Ensuite, on va creuser un peu: on va croiser ces réponses avec les caractéristiques des individus: homme, femme, etc... mais aussi avec les réponses à d'autres questions: "De quel parti vous sentez-vous le plus proche?" et, plus croquignolet, "Pour qui avez-vous voté au premier tour de la présidentielle / des législatives de 2002?". Et c'est là qu'on commence à rigoler. Parce qu'ici interviennent ce qu'on appelle les "redressements".
Redresser, c'est quoi? C'est, d'une part, transformer le boulot qu'on a fait en boulot qu'on aurait dû faire. Exemple: d'après mes quotas, j'aurais dû interroger 27 agriculteurs âgés de 45 à 55 ans. Manque de bol, les enquêteurs n'ont pu en trouver que 18 acceptant de répondre à mes questions, ce coup-là. Qu'à celà ne tienne: je multiplie leurs réponses par 1,5, et hop, tout va bien. A priori, si ce genre de tour de passe-passe n'est opéré qu'à la marge, c'est au final une démarche plutôt saine (on va pas faire toute une histoire pour neuf malheureux bouseux, quand même). Mais redresser, d'autre part, c'est aussi "corriger" les réponses. Je m'explique: imaginons que 12% des personnes interrogées déclarent aujourd'hui avoir voté Jean-Marie Le Pen au premier tour de 2002. Tout le monde sait qu'il a fait un peu plus de 17%. Dès lors, amnésie ou refoulement, on constate que le vote Le Pen est "sous-déclaré". On procède alors à une "correction" des intentions de vote pour 2007. Dans ce cas précis, on multipliera les intentions déclarées par 1,41. Et on procédera de même, à la hausse ou à la baisse, avec tous les candidats sur lesquels on constate des écarts entre le souvenir et la réalité du passé, présidentielles ou législatives selon les cas. Çà ne marche évidemment qu'avec ceux pour lesquels il y a un historique ou un parti longuement établi. Pour José Bové, c'est plié: on peut s'attendre à de fortes variations dans les intentions de vote, vu qu'il n'y a pas moyen de les "corriger".
La nature et l'ampleur de ces redressements, bien sûr, varient d'une vague d'enquête et d'un institut de sondage à l'autre. Et relèvent d'une "cuisine interne" que lesdits instituts se gardent bien de rendre publique, même sous la torture. Et dont ils ne s'échangeront pas les recettes, concurrence oblige.
Pour compléter le tableau, signalons que toute mesure effectuée auprès d'un échantillon, aussi "représentatif" soit il, est sujette à incertitude. Toute donnée issue d'un sondage est "vraie" à l'intérieur d'une fourchette probable. Pour faire simple: 11%, dans certains cas, c'est peut-être 10, 11 ou 12%, on n'en est pas sûr. Ce dont on est sûr c'est que c'est plus que 9 ou moins que 13.
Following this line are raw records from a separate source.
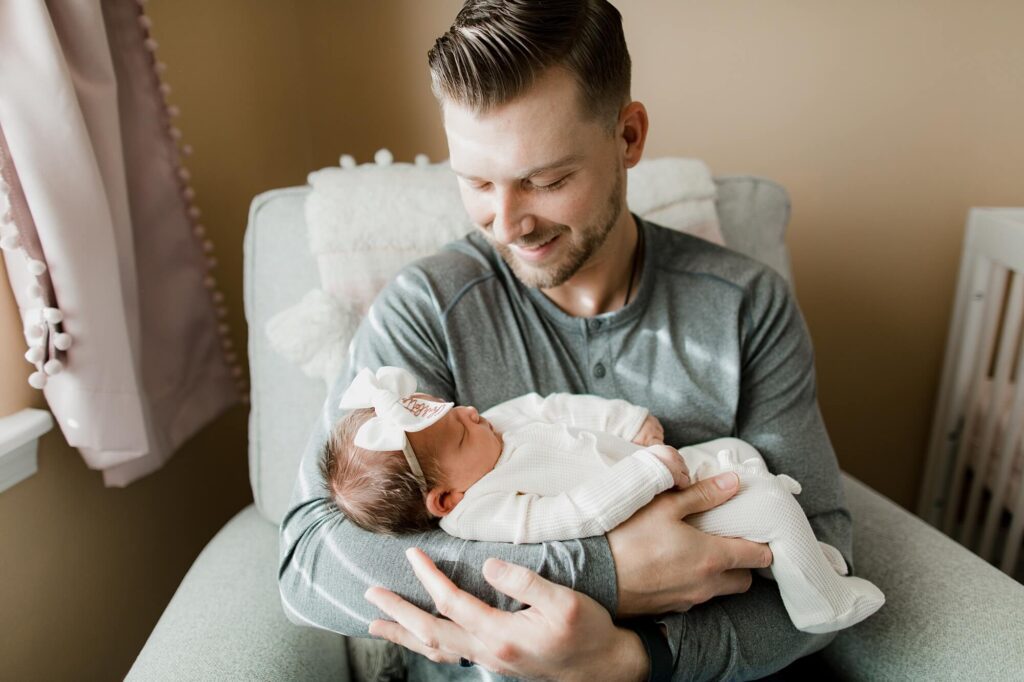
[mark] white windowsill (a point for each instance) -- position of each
(18, 439)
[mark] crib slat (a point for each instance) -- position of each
(980, 370)
(965, 330)
(1000, 382)
(1007, 454)
(1015, 537)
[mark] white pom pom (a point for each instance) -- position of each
(61, 341)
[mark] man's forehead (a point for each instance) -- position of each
(540, 129)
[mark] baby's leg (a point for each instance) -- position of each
(764, 510)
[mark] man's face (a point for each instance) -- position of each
(545, 183)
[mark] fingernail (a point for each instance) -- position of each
(494, 568)
(727, 481)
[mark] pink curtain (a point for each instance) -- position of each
(103, 247)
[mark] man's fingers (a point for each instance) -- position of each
(432, 633)
(707, 494)
(394, 632)
(743, 553)
(733, 582)
(452, 602)
(525, 586)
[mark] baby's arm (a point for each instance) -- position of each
(585, 412)
(592, 508)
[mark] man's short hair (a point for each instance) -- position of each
(496, 49)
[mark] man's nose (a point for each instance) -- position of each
(511, 219)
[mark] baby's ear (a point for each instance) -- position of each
(441, 501)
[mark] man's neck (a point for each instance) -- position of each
(603, 284)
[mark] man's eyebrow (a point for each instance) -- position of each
(537, 170)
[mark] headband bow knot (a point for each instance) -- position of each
(389, 392)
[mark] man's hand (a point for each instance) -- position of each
(675, 463)
(563, 635)
(665, 564)
(650, 432)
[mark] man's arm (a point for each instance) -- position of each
(327, 562)
(751, 635)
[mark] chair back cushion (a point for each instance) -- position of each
(281, 270)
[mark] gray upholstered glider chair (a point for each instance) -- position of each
(949, 615)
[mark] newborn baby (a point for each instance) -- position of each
(538, 469)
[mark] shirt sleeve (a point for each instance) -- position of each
(585, 412)
(750, 635)
(328, 562)
(591, 508)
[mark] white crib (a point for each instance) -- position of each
(972, 489)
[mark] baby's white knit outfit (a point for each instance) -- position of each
(568, 470)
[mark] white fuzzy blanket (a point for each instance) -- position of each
(368, 221)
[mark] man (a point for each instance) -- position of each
(561, 289)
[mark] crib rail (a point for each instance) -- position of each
(971, 483)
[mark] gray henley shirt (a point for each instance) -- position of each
(714, 344)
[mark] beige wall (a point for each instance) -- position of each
(886, 122)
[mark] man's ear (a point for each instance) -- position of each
(441, 501)
(633, 125)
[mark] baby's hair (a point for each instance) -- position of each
(376, 491)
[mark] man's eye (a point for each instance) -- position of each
(552, 185)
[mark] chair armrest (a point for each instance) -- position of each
(948, 614)
(225, 621)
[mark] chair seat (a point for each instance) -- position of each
(225, 621)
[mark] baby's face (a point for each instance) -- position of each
(465, 445)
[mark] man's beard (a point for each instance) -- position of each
(590, 240)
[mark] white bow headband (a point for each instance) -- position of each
(389, 392)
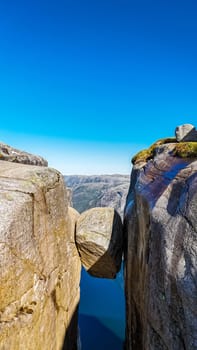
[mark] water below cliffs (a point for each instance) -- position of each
(102, 312)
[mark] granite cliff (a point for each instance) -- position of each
(43, 243)
(98, 191)
(161, 246)
(39, 263)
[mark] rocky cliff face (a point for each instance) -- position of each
(40, 266)
(98, 191)
(161, 249)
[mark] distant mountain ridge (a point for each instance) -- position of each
(98, 191)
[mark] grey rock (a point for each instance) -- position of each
(186, 132)
(16, 156)
(161, 254)
(98, 191)
(99, 241)
(39, 262)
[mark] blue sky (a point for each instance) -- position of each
(88, 83)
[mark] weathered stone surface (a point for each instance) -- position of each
(99, 241)
(161, 254)
(186, 132)
(16, 156)
(39, 262)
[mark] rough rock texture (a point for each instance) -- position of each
(186, 132)
(98, 191)
(40, 266)
(16, 156)
(99, 241)
(161, 253)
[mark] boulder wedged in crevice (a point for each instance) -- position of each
(161, 250)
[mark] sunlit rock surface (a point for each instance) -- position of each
(99, 240)
(161, 250)
(39, 263)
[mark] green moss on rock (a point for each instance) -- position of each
(185, 150)
(149, 153)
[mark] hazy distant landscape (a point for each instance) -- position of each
(98, 191)
(99, 311)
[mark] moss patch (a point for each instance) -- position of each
(185, 150)
(149, 153)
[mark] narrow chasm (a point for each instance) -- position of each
(102, 299)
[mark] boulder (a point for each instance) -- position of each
(99, 241)
(161, 252)
(16, 156)
(39, 262)
(186, 132)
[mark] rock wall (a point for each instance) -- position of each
(98, 191)
(161, 249)
(40, 266)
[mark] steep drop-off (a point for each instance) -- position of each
(40, 265)
(98, 191)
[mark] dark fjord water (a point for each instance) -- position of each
(102, 313)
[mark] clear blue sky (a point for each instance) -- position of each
(88, 83)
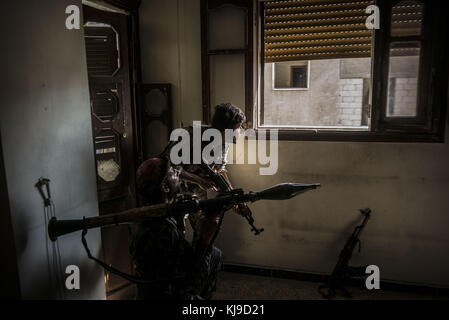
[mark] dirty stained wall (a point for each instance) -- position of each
(405, 184)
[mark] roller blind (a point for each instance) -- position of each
(316, 29)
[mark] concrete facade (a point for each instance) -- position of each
(336, 95)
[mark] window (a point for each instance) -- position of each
(321, 74)
(290, 75)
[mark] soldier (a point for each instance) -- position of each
(160, 251)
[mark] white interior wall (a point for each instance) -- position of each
(405, 184)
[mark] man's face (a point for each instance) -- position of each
(237, 129)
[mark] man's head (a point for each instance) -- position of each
(227, 116)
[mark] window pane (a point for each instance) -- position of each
(227, 28)
(407, 19)
(337, 96)
(403, 79)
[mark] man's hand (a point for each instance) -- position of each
(203, 182)
(206, 184)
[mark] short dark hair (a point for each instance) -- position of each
(227, 116)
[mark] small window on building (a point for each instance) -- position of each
(291, 75)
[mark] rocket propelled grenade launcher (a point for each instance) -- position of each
(283, 191)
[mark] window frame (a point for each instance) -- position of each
(429, 124)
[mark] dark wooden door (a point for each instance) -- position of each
(107, 51)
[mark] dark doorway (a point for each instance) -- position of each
(107, 52)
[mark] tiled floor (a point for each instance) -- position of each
(236, 286)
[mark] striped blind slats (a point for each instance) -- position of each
(316, 29)
(311, 8)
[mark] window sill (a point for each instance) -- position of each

Dès lors, sans hurler à la manipulation ou au complot - après tout, l'étude de l'opinion est une science humaine, et il y a une rationalité derrière tout ça - l'attitude la plus raisonnable à adopter face à un sondage politique consiste à le traiter comme un reflet plus ou moins fidèle de la réalité de l'opinion, pour autant qu'une "intention de vote si l'élection avait lieu dimanche prochain" (en vrai elle a lieu bien plus tard, on dit, c'est pour d'la fausse) puisse être considérée comme une "opinion". Disons qu'un sondage enregistre - en acceptant la légitimité des redressements de toute sorte, c'est dur à avaler, des fois - un ensemble de préférences probables à un instant t, parmi une population qui, elle-même, est un reflet fidèle de l'ensemble du corps électoral. Ni plus, ni moins.
Face aux "tendances" (machin monte, trucmuche baisse) ou aux classements (oulala, trucmuche est derrière machin chez les agriculteurs) , la moindre des précautions est de vérifier qu'on a affaire à un vrai mouvement ou une vraie hiérarchie, c'est-à-dire au delà de la zone d'incertitude naturelle.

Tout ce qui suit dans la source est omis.